Nettel's novel interweaves the stories of various kinds of 'motherhood' throwing into question what counts as a 'mother'? Are you a mother if you baby dies? Are you a mother if you are not biologically related to a child? In the talk on Thursday, further questions arose in this regard: are you a mother if you use a surrogate? are you a mother if you are a surrogate? are you a mother if you give your baby up and don't know them as they grow up?
The novel aptly points out that while there is a word for a person who has lost their spouse (widow/widower) there is no word for a parent who has lost their child and that in language, some things have been not named, perhaps because they feel unnamable. Nettel pointed out that the first thing we do when a baby is born is name them, giving them presence and substance and acknowledging them as a being in the world. What happens then when we experience something without a name so intense and profound that changes us so that we become in some ways defined by that experience? Do we become unacknowledgeable?

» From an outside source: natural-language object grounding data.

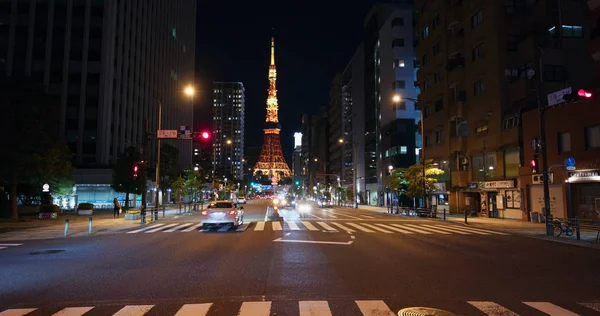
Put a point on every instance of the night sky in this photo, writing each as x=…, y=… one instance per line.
x=313, y=42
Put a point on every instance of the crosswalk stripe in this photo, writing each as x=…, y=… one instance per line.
x=259, y=226
x=133, y=310
x=431, y=230
x=195, y=227
x=74, y=311
x=464, y=229
x=314, y=308
x=492, y=309
x=374, y=308
x=329, y=228
x=593, y=306
x=255, y=309
x=447, y=229
x=144, y=229
x=413, y=229
x=17, y=312
x=377, y=228
x=309, y=225
x=293, y=226
x=194, y=309
x=366, y=230
x=348, y=229
x=550, y=308
x=177, y=227
x=159, y=228
x=395, y=229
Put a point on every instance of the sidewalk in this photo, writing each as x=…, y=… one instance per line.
x=102, y=224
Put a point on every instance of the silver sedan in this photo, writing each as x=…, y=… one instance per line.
x=222, y=212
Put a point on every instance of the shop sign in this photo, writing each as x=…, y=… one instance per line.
x=587, y=175
x=504, y=184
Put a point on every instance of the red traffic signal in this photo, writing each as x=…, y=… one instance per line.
x=583, y=93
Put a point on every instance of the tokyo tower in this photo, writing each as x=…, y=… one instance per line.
x=271, y=161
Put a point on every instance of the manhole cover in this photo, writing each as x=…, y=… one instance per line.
x=46, y=252
x=424, y=311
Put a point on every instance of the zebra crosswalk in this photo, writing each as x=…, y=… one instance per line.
x=312, y=308
x=329, y=226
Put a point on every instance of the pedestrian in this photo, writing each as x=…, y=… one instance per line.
x=117, y=208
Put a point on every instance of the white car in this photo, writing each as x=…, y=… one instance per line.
x=222, y=213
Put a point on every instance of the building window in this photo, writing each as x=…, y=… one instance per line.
x=479, y=87
x=398, y=22
x=399, y=63
x=398, y=42
x=439, y=136
x=478, y=52
x=439, y=104
x=476, y=19
x=554, y=73
x=592, y=137
x=425, y=59
x=564, y=142
x=436, y=49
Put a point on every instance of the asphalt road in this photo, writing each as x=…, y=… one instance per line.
x=326, y=262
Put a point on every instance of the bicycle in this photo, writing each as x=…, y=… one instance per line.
x=559, y=228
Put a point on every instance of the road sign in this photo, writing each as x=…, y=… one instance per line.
x=166, y=133
x=555, y=98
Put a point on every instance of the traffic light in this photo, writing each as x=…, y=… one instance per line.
x=534, y=165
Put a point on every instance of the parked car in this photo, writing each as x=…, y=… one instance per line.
x=222, y=213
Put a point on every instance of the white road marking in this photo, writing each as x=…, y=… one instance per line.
x=255, y=309
x=430, y=229
x=550, y=308
x=378, y=228
x=159, y=227
x=17, y=311
x=194, y=309
x=395, y=229
x=447, y=229
x=224, y=228
x=195, y=227
x=492, y=309
x=314, y=308
x=133, y=310
x=413, y=229
x=259, y=226
x=74, y=311
x=374, y=308
x=143, y=229
x=593, y=306
x=314, y=241
x=329, y=228
x=293, y=226
x=177, y=227
x=366, y=230
x=348, y=229
x=309, y=225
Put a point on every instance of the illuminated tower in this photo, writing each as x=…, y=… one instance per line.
x=271, y=161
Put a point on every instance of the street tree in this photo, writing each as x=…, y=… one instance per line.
x=32, y=151
x=123, y=176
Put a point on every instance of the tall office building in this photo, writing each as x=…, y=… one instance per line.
x=108, y=62
x=479, y=72
x=228, y=130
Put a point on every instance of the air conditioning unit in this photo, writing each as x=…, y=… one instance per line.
x=537, y=178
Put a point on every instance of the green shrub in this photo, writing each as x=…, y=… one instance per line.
x=85, y=206
x=49, y=208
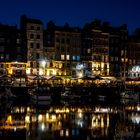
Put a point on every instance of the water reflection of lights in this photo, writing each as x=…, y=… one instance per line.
x=42, y=126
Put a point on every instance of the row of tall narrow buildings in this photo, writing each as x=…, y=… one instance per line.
x=96, y=49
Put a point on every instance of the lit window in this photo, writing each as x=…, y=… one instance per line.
x=116, y=58
x=73, y=57
x=78, y=57
x=68, y=57
x=122, y=59
x=122, y=52
x=88, y=51
x=62, y=57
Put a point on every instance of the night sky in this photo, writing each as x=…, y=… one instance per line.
x=74, y=12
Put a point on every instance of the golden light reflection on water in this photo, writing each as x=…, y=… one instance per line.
x=69, y=121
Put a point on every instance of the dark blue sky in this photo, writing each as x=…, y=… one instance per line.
x=75, y=12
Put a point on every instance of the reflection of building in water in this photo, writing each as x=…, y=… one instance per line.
x=67, y=121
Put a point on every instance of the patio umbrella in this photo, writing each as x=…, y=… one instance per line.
x=55, y=78
x=38, y=77
x=97, y=78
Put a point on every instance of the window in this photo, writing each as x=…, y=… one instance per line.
x=38, y=36
x=122, y=52
x=38, y=28
x=37, y=56
x=68, y=57
x=1, y=48
x=32, y=27
x=31, y=45
x=78, y=57
x=31, y=36
x=73, y=57
x=88, y=50
x=62, y=57
x=1, y=56
x=38, y=45
x=122, y=59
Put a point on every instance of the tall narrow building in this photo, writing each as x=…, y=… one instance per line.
x=32, y=42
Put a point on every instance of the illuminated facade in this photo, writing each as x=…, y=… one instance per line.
x=58, y=50
x=63, y=44
x=32, y=34
x=95, y=51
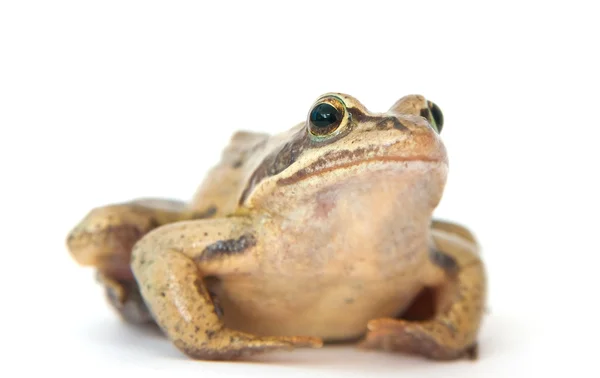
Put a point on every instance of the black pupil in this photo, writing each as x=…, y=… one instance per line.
x=437, y=115
x=324, y=115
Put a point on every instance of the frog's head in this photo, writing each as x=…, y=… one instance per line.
x=342, y=144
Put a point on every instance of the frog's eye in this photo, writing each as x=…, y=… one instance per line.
x=434, y=115
x=326, y=117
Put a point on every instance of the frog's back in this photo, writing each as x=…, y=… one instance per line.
x=219, y=191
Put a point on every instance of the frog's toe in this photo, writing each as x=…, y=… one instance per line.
x=428, y=339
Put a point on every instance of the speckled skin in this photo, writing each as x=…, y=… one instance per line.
x=295, y=239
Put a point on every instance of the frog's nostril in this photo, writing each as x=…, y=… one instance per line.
x=391, y=123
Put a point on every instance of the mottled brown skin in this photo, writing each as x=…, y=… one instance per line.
x=309, y=236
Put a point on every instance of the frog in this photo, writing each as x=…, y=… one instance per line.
x=317, y=235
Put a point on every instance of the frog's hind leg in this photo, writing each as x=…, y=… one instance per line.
x=172, y=266
x=444, y=321
x=104, y=240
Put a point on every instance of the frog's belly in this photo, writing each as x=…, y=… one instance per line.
x=330, y=310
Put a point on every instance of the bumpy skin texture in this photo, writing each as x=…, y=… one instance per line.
x=321, y=233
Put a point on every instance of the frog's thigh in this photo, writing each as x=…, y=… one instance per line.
x=458, y=306
x=170, y=264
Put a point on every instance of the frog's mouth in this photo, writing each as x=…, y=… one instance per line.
x=324, y=166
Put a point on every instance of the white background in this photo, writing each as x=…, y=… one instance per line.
x=101, y=102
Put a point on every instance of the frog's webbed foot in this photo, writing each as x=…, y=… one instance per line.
x=442, y=324
x=104, y=240
x=125, y=297
x=171, y=264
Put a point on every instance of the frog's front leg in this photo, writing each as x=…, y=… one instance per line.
x=459, y=294
x=171, y=265
x=104, y=239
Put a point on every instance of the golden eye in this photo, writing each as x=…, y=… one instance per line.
x=434, y=115
x=326, y=116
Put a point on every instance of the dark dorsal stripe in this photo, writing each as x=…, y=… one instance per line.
x=281, y=159
x=227, y=247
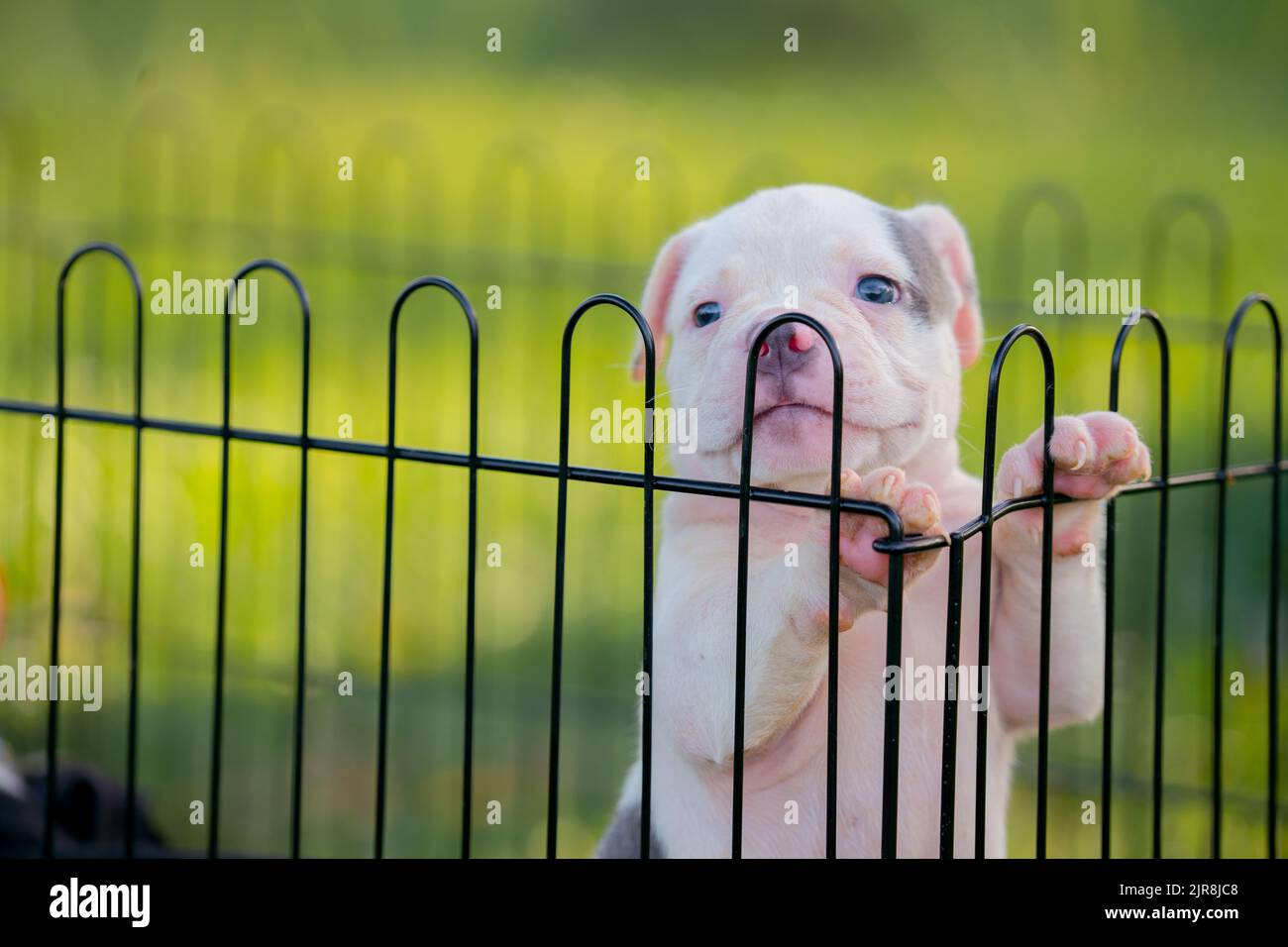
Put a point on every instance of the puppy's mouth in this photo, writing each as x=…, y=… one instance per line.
x=802, y=411
x=793, y=407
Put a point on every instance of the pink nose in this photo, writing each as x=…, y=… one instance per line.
x=786, y=350
x=799, y=341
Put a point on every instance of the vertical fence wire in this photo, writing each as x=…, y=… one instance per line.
x=952, y=655
x=301, y=579
x=990, y=513
x=55, y=596
x=561, y=535
x=1248, y=302
x=386, y=579
x=1159, y=592
x=748, y=412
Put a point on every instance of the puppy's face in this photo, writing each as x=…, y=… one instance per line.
x=896, y=290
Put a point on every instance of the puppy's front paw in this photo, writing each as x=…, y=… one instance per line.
x=1093, y=454
x=914, y=502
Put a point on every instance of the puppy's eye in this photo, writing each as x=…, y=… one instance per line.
x=706, y=313
x=877, y=289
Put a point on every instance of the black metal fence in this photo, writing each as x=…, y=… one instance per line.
x=897, y=545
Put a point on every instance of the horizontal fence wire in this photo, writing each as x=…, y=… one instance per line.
x=896, y=544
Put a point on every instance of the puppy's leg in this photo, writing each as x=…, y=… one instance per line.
x=787, y=608
x=1094, y=455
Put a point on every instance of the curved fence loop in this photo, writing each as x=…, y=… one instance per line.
x=990, y=514
x=222, y=608
x=890, y=766
x=1013, y=222
x=561, y=535
x=55, y=602
x=1160, y=223
x=1247, y=304
x=1160, y=589
x=472, y=544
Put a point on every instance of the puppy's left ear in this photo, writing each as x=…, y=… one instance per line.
x=657, y=292
x=948, y=240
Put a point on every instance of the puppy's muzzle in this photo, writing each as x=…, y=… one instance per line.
x=786, y=351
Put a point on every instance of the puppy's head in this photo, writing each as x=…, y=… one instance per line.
x=896, y=290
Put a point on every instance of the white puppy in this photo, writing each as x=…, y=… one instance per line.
x=897, y=291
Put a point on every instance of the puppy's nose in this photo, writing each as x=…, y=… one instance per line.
x=786, y=350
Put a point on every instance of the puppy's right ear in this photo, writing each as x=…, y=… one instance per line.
x=657, y=292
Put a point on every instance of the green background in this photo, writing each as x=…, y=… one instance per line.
x=516, y=169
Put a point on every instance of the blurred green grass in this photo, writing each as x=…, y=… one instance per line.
x=518, y=170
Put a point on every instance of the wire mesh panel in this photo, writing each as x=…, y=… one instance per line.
x=896, y=545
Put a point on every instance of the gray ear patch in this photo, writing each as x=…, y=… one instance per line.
x=930, y=294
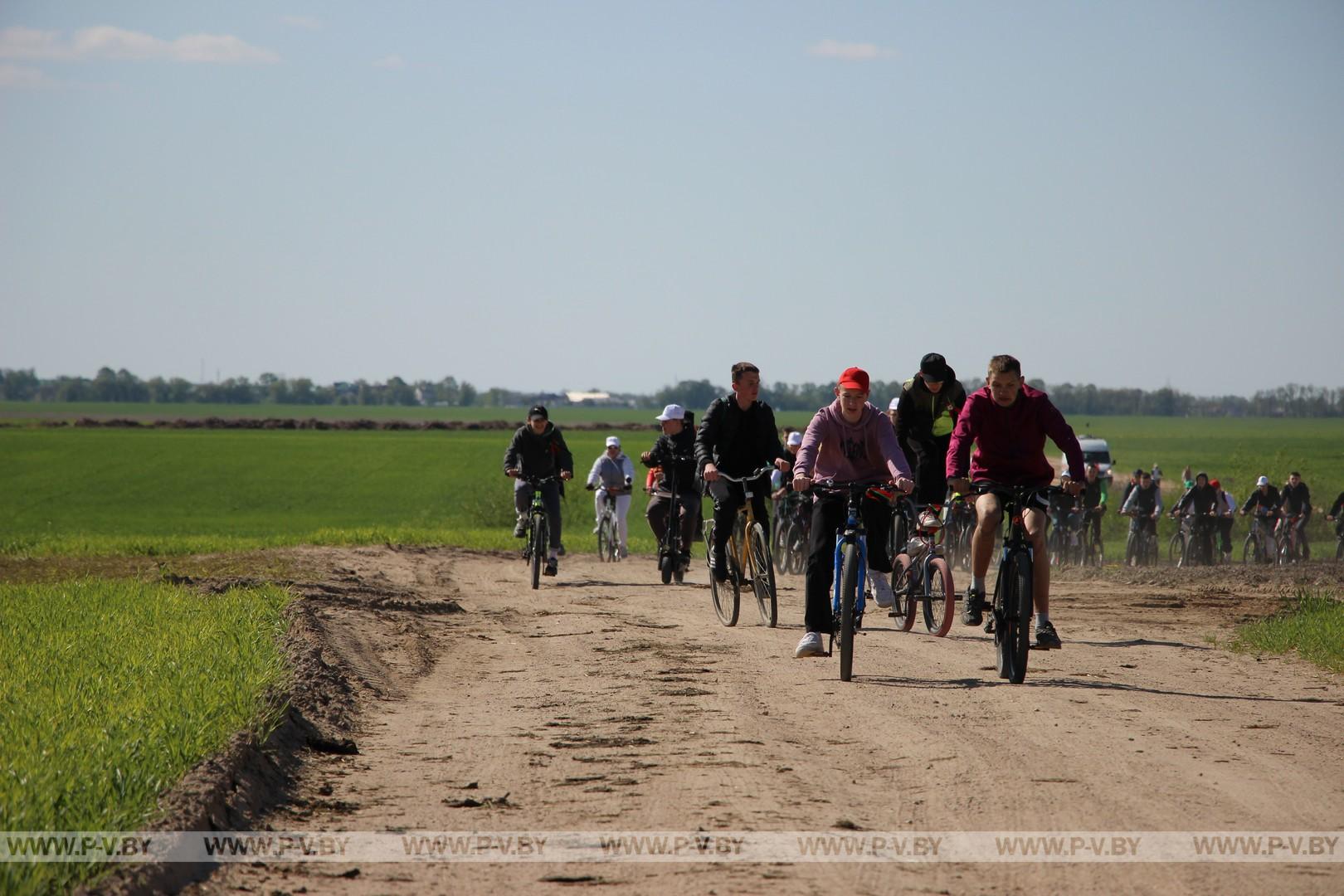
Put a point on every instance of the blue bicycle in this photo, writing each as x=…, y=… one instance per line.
x=851, y=568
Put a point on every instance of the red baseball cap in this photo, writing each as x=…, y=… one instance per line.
x=855, y=377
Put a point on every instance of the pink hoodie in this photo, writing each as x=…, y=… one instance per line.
x=863, y=451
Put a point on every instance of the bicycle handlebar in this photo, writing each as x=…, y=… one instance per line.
x=749, y=477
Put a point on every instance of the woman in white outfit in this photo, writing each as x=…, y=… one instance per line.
x=613, y=472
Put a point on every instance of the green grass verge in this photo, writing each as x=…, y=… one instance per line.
x=112, y=691
x=1312, y=626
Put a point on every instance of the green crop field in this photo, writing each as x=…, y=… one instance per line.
x=113, y=490
x=155, y=492
x=112, y=691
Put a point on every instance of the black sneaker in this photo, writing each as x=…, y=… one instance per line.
x=972, y=613
x=719, y=563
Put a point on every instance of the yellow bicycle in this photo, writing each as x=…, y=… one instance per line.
x=749, y=561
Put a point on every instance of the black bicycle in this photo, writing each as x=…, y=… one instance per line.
x=851, y=567
x=1142, y=544
x=1010, y=618
x=538, y=528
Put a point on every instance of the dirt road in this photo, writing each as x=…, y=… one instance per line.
x=606, y=702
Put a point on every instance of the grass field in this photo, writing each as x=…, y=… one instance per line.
x=156, y=492
x=112, y=691
x=1311, y=626
x=32, y=412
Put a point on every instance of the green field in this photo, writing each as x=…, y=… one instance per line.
x=112, y=691
x=156, y=492
x=32, y=412
x=163, y=492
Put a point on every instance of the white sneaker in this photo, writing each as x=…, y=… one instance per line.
x=880, y=589
x=810, y=646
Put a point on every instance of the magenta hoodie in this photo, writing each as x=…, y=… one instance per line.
x=864, y=451
x=1011, y=441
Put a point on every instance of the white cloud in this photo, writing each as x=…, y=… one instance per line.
x=22, y=77
x=110, y=42
x=849, y=51
x=301, y=22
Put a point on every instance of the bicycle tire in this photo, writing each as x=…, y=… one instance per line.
x=762, y=575
x=849, y=597
x=539, y=539
x=902, y=586
x=722, y=594
x=797, y=548
x=1012, y=631
x=940, y=598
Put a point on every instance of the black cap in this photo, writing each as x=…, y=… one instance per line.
x=933, y=367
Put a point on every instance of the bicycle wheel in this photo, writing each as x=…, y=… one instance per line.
x=1012, y=631
x=723, y=594
x=849, y=596
x=538, y=547
x=762, y=574
x=797, y=547
x=940, y=599
x=604, y=539
x=903, y=589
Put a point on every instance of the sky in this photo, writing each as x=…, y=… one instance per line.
x=622, y=195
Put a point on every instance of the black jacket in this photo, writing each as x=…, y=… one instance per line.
x=737, y=441
x=1298, y=500
x=918, y=409
x=678, y=450
x=1200, y=500
x=539, y=455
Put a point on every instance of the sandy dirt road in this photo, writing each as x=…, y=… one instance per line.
x=606, y=702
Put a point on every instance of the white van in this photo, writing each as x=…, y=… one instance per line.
x=1094, y=451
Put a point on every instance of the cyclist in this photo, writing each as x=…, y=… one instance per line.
x=1298, y=503
x=1133, y=483
x=1264, y=500
x=1094, y=501
x=1008, y=421
x=1144, y=504
x=847, y=441
x=675, y=448
x=539, y=450
x=926, y=412
x=737, y=436
x=613, y=473
x=1225, y=508
x=1337, y=514
x=1200, y=501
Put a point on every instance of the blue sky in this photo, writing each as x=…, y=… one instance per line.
x=620, y=195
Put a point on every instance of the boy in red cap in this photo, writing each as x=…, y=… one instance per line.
x=849, y=441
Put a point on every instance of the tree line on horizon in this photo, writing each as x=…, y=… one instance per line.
x=124, y=386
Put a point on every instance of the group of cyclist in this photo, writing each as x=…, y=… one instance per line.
x=1211, y=511
x=921, y=446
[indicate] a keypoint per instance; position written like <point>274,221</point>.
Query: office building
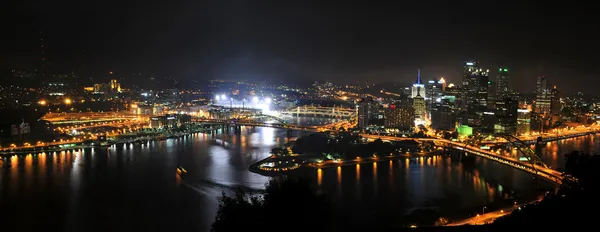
<point>442,114</point>
<point>420,110</point>
<point>543,96</point>
<point>367,108</point>
<point>506,114</point>
<point>399,117</point>
<point>555,101</point>
<point>475,86</point>
<point>502,78</point>
<point>418,87</point>
<point>523,121</point>
<point>433,91</point>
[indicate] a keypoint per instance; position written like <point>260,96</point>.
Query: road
<point>544,172</point>
<point>483,218</point>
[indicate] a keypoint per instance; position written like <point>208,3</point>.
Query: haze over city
<point>298,115</point>
<point>299,40</point>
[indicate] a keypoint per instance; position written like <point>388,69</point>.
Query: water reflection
<point>140,181</point>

Recognising the cost to women of raising children and the imbalanced impact on the lives of mothers compared to fathers, even the most present and caring ones, Nettel's novel proposes what is, on the one hand, a radical new form of 'mothering' but, on the other, a nod to past practices of raising children: that is, collective or communal motherhood. In this version of parenting, the nuclear family is not revered and is instead a negative siphoning off others from the family unit, where they could be helpful and reduce stress and strain from the mother, allowing her to care for herself better and us be a better parent. Through her characters, Nettel asks: what would it mean to open families to other 'mothers' or women to assist in child rearing in a manner that is not experienced as a threat to the family unit or the mother-child connection or perceived as a reflection of not good enough mothering? What if instead, allowing others (friends, family, neighbours) into your home to help you raise your child is powerful feminist gesture, one of freeing the mother to be both mother and her own person as a result of this bolster or alternative foundation?
Some other books on ambivalent motherhood I've read recently include: Nightbitch by Rachel Yoder and Chouette by Claire Oshetsky.